Health

  • Case ref:
    201301800
  • Date:
    January 2016
  • Body:
    Tayside NHS Board
  • Sector:
    Health
  • Outcome:
    Upheld, recommendations
  • Subject:
    clinical treatment / diagnosis

Summary

Mrs C complained to us on behalf of her late mother (Mrs A) about the care and treatment she received in the Royal Victoria Hospital during the last three months of her life. Mrs A had fallen while in hospital. Over subsequent weeks her mobility deteriorated and she complained about pain in her hip. Mrs A was referred for a psychiatric review and then a pain assessment that highlighted concerns about her condition. She was referred for an x-ray, which identified a fractured hip. Mrs C complained that this should have been identified earlier, and that staff did not do enough to adequately manage Mrs A’s pain. She said that if the hip pain had been appropriately investigated, Mrs A would have had better pain control in the final weeks of her life.

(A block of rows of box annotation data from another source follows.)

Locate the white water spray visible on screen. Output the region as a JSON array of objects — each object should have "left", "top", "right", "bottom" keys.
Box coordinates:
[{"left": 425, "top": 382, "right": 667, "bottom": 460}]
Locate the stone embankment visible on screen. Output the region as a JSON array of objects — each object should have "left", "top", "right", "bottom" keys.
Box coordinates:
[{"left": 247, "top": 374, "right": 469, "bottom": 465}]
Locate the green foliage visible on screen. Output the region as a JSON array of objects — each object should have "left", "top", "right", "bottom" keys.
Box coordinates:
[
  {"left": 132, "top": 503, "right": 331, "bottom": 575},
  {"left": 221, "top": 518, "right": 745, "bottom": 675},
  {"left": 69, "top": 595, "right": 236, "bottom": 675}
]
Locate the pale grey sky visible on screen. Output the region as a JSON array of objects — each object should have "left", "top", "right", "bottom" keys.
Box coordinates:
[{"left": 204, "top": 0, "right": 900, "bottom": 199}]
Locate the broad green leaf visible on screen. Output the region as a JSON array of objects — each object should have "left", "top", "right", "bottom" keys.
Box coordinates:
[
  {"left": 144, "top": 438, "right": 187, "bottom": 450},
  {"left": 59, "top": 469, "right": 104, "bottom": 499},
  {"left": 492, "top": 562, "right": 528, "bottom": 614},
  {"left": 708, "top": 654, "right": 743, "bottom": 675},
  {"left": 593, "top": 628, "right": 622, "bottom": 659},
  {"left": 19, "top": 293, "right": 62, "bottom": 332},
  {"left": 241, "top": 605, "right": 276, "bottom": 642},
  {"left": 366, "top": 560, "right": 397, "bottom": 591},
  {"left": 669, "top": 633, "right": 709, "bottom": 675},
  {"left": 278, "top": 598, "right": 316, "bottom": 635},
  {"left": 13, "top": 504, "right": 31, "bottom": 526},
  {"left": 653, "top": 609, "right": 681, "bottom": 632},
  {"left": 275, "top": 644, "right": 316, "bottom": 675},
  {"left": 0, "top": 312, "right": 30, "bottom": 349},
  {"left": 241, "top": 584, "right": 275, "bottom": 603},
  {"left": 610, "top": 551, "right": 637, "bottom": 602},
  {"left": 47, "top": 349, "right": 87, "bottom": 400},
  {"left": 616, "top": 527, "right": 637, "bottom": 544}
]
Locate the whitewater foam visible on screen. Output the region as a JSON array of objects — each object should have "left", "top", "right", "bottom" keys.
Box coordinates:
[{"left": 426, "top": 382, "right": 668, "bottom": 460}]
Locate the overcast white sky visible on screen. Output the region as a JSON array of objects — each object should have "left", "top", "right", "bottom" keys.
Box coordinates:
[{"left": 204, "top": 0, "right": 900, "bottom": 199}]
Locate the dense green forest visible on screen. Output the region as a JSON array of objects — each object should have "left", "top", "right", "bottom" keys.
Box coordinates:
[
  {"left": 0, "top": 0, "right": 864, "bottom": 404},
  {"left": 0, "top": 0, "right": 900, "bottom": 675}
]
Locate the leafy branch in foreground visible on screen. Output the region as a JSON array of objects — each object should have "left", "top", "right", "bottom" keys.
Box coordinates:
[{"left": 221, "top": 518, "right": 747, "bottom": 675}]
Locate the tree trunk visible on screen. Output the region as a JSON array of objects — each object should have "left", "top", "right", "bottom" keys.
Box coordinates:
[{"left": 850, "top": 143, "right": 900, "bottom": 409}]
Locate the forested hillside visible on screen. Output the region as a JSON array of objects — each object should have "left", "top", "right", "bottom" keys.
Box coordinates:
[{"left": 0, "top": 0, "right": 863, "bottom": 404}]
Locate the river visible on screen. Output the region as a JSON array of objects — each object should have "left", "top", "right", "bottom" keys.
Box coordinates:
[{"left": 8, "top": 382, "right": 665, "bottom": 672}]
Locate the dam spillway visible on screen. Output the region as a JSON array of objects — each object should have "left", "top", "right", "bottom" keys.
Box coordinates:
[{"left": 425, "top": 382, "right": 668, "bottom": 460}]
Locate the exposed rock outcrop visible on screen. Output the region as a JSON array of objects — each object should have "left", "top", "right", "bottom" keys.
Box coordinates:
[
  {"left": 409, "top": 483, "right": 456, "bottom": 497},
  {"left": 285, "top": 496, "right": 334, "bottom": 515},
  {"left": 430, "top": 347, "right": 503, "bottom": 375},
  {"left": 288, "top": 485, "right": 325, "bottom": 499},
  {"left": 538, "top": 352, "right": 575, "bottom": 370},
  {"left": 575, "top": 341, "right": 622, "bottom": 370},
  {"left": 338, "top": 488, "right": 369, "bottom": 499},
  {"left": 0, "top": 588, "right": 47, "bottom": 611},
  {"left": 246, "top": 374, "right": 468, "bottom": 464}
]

We sought independent advice from a nursing adviser and an adviser in elderly medicine. The nursing adviser highlighted significant concerns about the assessment and monitoring of Mrs A’s pain. They were also critical that nurses made negative remarks about Mrs A’s behaviour, without noting that the behaviour was a result of her pain.

The adviser in elderly medicine found that doctors had appropriately assessed Mrs A after her falls. They noted that Mrs A had complex care needs, and her pain had a number of sources. However, they were critical that when Mrs A started to complain of pain in her hip about a month after her last fall, this was not further investigated. They said that if the fracture had been identified then, Mrs A could have received better pain management in the weeks before she died.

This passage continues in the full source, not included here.